Tu étires ton infra-épineux mais tu as encore des douleurs qui reviennent ? C’est normal. L’étirement, c’est bien, mais si tes muscles restent faibles, les problèmes finiront par ressurgir. La coiffe des rotateurs a besoin d’être renforcée pour vraiment stabiliser ton épaule.
Pourquoi l’étirement seul ne suffit pas ?
Ton infra-épineux et les autres muscles de la coiffe des rotateurs sont comme les haubans d’un mât de bateau : ils maintiennent ta tête humérale bien centrée dans l’articulation. Si un de ces muscles est faible, les autres vont compenser et finir par se fatiguer. D’ailleurs, consultez ici notre article sur l’étirement infra-épineux.
C’est pour ça qu’après avoir gagné en souplesse, tu dois travailler la force et l’endurance musculaire.

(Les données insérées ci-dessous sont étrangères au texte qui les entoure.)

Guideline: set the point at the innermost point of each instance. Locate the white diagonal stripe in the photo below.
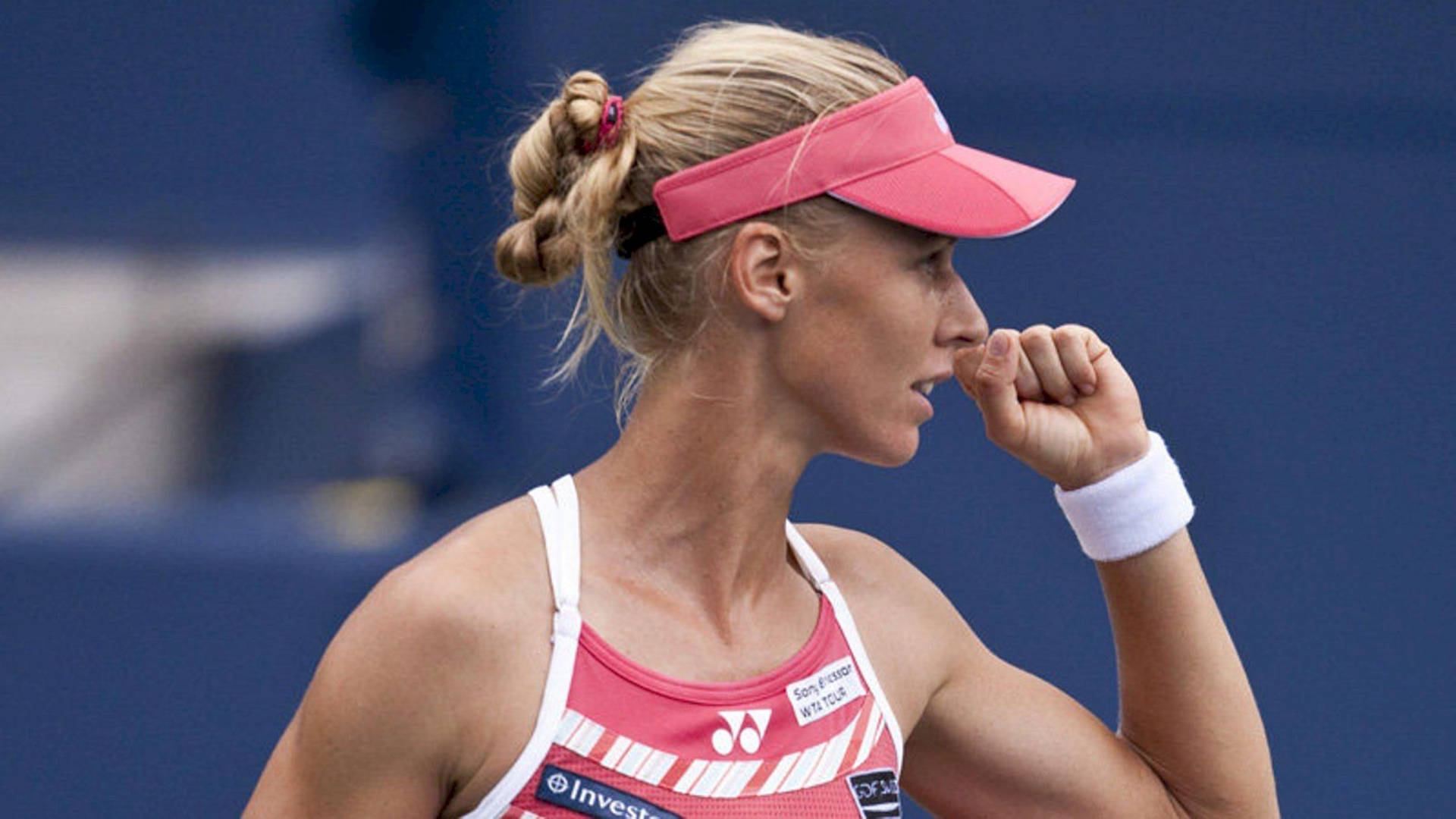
(714, 773)
(634, 758)
(619, 746)
(833, 755)
(689, 776)
(585, 736)
(867, 744)
(802, 768)
(737, 777)
(777, 777)
(568, 723)
(657, 765)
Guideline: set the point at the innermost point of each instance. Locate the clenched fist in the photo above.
(1057, 400)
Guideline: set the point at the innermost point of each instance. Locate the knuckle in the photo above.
(1071, 333)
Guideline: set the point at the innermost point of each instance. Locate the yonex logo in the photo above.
(747, 738)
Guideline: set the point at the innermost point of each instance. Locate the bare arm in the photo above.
(373, 735)
(996, 739)
(1185, 701)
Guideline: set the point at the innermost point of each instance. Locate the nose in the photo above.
(962, 319)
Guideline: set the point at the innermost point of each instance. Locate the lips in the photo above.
(924, 387)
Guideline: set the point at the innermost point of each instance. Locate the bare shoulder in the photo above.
(915, 635)
(398, 717)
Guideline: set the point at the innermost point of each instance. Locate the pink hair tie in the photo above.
(609, 126)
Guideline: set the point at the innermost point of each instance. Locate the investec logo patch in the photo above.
(877, 793)
(595, 799)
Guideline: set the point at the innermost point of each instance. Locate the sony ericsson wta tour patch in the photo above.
(590, 798)
(824, 691)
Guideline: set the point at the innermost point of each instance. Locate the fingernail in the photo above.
(999, 344)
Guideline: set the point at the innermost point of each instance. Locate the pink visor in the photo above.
(892, 155)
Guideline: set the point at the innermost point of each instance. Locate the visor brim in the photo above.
(960, 191)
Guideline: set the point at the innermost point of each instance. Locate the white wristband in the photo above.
(1130, 510)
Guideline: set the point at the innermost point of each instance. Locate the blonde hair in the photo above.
(723, 86)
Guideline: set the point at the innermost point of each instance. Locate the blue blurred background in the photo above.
(253, 352)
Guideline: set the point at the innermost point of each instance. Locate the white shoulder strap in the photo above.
(814, 567)
(557, 507)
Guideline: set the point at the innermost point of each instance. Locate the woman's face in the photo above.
(881, 318)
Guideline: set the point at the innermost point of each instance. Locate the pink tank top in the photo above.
(613, 739)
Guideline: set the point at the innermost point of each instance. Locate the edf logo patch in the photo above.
(877, 793)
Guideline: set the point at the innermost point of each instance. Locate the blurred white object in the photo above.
(102, 354)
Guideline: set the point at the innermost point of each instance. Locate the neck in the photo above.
(695, 493)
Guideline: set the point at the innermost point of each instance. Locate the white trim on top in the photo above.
(846, 624)
(564, 566)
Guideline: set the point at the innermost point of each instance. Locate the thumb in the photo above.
(993, 387)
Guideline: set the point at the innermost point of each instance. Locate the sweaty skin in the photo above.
(430, 689)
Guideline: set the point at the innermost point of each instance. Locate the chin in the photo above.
(886, 452)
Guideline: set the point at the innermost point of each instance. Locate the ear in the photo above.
(762, 270)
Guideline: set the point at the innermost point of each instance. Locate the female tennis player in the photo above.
(650, 637)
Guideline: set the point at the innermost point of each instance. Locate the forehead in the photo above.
(899, 234)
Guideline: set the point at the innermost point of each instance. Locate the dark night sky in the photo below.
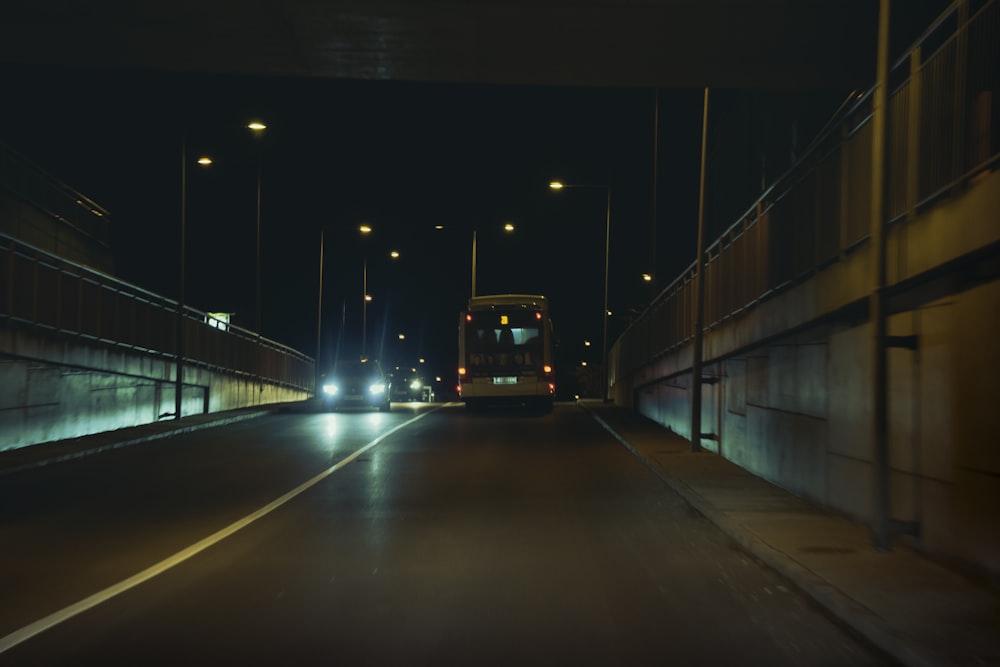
(402, 157)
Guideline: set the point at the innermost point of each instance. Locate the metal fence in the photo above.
(943, 120)
(56, 295)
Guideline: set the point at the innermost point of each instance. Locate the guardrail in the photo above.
(67, 299)
(943, 130)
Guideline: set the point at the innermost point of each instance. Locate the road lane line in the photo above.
(66, 613)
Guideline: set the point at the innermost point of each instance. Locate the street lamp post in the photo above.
(557, 185)
(507, 227)
(179, 372)
(257, 128)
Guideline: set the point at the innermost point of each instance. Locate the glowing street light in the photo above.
(257, 127)
(507, 227)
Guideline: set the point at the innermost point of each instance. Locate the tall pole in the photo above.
(699, 301)
(319, 305)
(607, 254)
(877, 305)
(179, 378)
(473, 262)
(364, 307)
(259, 169)
(656, 159)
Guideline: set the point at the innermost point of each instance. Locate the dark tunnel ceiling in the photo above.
(666, 43)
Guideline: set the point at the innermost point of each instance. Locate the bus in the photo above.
(505, 352)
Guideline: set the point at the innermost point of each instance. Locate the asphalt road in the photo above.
(422, 536)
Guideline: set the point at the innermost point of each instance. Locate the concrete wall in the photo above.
(54, 387)
(793, 397)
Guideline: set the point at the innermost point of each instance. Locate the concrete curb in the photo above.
(843, 607)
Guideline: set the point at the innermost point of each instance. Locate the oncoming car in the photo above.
(408, 385)
(356, 384)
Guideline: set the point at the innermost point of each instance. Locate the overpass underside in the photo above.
(789, 338)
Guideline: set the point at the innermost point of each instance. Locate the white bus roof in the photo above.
(492, 300)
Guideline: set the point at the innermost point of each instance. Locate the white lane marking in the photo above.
(66, 613)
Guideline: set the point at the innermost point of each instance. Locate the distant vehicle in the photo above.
(408, 385)
(505, 352)
(356, 384)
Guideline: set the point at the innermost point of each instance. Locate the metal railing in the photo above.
(944, 128)
(52, 294)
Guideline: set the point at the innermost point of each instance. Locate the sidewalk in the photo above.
(915, 610)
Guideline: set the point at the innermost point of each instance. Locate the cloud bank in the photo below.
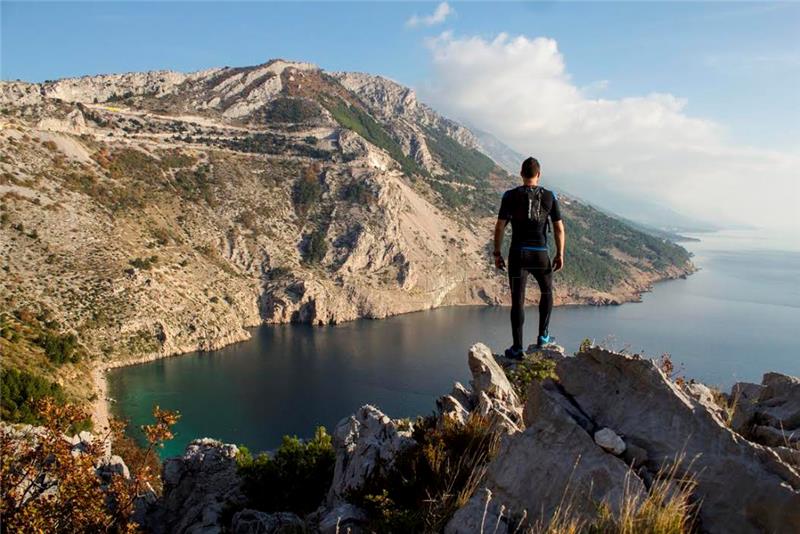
(645, 146)
(439, 15)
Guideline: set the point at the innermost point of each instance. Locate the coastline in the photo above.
(101, 413)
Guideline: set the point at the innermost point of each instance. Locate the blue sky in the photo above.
(735, 62)
(736, 65)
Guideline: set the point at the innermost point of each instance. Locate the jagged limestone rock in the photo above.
(366, 445)
(609, 441)
(464, 396)
(635, 398)
(552, 461)
(198, 487)
(489, 377)
(452, 409)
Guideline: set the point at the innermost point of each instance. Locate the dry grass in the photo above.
(667, 508)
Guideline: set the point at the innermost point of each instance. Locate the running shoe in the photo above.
(543, 341)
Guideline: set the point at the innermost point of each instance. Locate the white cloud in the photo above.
(439, 15)
(647, 146)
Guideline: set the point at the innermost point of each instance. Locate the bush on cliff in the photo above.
(432, 479)
(295, 479)
(20, 392)
(528, 370)
(51, 485)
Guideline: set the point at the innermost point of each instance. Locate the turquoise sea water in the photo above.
(733, 320)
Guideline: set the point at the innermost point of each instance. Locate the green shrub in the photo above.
(144, 264)
(291, 110)
(196, 184)
(354, 118)
(20, 391)
(528, 370)
(358, 192)
(59, 348)
(296, 478)
(307, 190)
(431, 479)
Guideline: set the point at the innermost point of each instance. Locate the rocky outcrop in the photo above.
(198, 488)
(633, 396)
(552, 464)
(366, 445)
(603, 432)
(198, 172)
(768, 413)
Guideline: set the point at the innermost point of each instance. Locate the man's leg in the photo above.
(517, 278)
(543, 272)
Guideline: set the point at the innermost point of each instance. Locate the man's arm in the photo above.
(499, 231)
(561, 239)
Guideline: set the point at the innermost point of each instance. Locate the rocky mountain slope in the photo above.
(156, 213)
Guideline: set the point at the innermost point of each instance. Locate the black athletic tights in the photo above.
(534, 260)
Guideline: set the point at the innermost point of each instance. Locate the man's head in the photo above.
(530, 171)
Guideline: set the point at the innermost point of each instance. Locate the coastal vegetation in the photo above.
(295, 478)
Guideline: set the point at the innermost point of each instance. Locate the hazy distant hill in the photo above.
(162, 212)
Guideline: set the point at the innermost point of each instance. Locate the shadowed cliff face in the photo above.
(157, 213)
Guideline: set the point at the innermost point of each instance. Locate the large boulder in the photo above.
(769, 413)
(198, 487)
(743, 487)
(488, 376)
(366, 445)
(554, 462)
(494, 396)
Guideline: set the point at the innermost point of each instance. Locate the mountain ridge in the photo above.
(157, 213)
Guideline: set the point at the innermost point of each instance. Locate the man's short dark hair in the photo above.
(530, 168)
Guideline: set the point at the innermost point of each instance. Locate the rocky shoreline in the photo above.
(100, 412)
(609, 428)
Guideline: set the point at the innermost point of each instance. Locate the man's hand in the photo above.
(558, 263)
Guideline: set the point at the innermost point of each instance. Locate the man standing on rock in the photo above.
(530, 208)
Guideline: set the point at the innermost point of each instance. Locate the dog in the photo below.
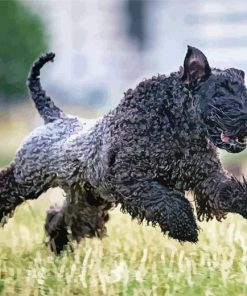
(160, 141)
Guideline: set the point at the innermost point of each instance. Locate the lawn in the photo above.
(132, 260)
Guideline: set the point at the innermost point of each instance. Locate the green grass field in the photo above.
(133, 260)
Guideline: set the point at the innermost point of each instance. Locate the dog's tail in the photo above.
(44, 104)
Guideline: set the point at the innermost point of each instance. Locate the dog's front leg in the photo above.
(219, 194)
(159, 205)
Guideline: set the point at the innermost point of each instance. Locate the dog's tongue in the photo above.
(224, 138)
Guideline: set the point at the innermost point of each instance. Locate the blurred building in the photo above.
(104, 47)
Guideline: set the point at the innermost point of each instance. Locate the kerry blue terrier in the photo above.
(159, 142)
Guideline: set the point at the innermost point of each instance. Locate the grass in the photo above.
(133, 260)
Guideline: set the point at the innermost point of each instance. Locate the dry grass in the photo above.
(132, 260)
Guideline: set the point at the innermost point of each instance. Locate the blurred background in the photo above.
(105, 47)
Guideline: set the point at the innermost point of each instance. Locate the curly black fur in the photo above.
(159, 142)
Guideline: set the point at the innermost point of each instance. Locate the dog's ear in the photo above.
(195, 66)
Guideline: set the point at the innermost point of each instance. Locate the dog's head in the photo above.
(220, 97)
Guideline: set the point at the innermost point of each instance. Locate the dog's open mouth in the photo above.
(233, 139)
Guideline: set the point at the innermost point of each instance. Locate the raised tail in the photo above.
(44, 104)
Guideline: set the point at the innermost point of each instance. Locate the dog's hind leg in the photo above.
(159, 205)
(13, 192)
(83, 215)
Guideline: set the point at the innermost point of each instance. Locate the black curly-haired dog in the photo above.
(159, 142)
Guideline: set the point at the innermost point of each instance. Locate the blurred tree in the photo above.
(22, 39)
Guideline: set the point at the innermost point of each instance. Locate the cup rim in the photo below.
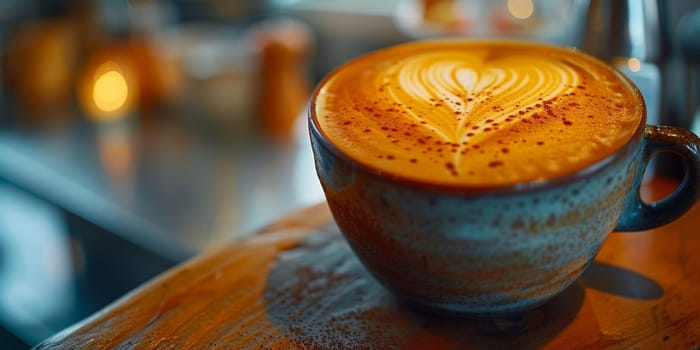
(456, 188)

Un muscle souple mais faible, c’est comme une voiture avec de bons freins mais un moteur qui cale : ça ne mène nulle part.

Les exercices qui marchent vraiment
Pas besoin de salle de sport ou d’équipement sophistiqué. Voici trois exercices que tu peux faire n’importe où :
Les rotations externes debout : dos contre un mur, coudes collés au corps, avant-bras à 90°. Écarte les avant-bras en gardant les coudes fixes. Maintiens 5 secondes, reviens lentement. 15 répétitions.
La planche latérale modifiée : couché sur le côté, appui sur l’avant-bras, genoux fléchis. Soulève le bassin pour aligner épaule, hanche et genoux. Tiens 30 secondes de chaque côté.
Le « Y » couché sur le ventre : allongé face contre terre, bras en « Y » au-dessus de la tête, pouces vers le plafond. Soulève les bras sans décoller la tête. 12 répétitions lentes.
Ta routine hebdomadaire
Trois séances par semaine, c’est l’idéal. Laisse toujours un jour de repos entre les séances pour permettre aux muscles de récupérer. Chaque séance ne doit pas dépasser 15 minutes.
Commence par une série de chaque exercice. Quand tu maîtrises bien les mouvements et que tu ne ressens plus de fatigue, passe à deux séries. Après trois semaines, tu peux ajouter une troisième série.
Les signaux d’alarme à surveiller
Si tu ressens une douleur pendant l’exercice, arrête immédiatement. Une légère brûlure musculaire en fin de série, c’est normal. Une douleur articulaire ou une sensation d’accrochage, c’est problématique.
De même, si tu as plus mal le lendemain qu’avant l’entraînement, c’est que tu y es allé trop fort. Réduire l’intensité et reprend progressivement.
Les erreurs qui sabotent tes efforts
L’erreur numéro un, c’est de vouloir aller trop vite. Tes muscles ont besoin de temps pour s’adapter. Doubler le nombre de répétitions d’une semaine sur l’autre, c’est le meilleur moyen de te retrouver avec une tendinite.
Autre piège classique : négliger la technique au profit de la quantité. Mieux vaut 8 répétitions bien exécutées que 15 bâclées. Quand tu fatigues et que ton mouvement se dégrade, arrête-toi.
Attention aussi à ne pas créer de compensations. Si ton épaule remonte vers ton oreille pendant l’exercice, c’est que tu solicites les mauvais muscles. Garde toujours les épaules basses et détendues.
Les résultats que tu peux attendre
Après quatre semaines d’entraînement régulier, tu devrais constater une meilleure stabilité de l’épaule dans les mouvements du quotidien. Les douleurs nocturnes diminuent généralement en premier.
Au bout de deux mois, ton épaule devrait être nettement plus résistante à la fatigue. C’est à ce moment-là que tu peux commencer à reprendre des activités plus intenses si tu en pratiques.
Les bénéfices se ressentent aussi dans des gestes simples : porter un sac, tendre le bras pour attraper quelque chose en hauteur, ou même simplement lever les bras au-dessus de la tête sans inconfort.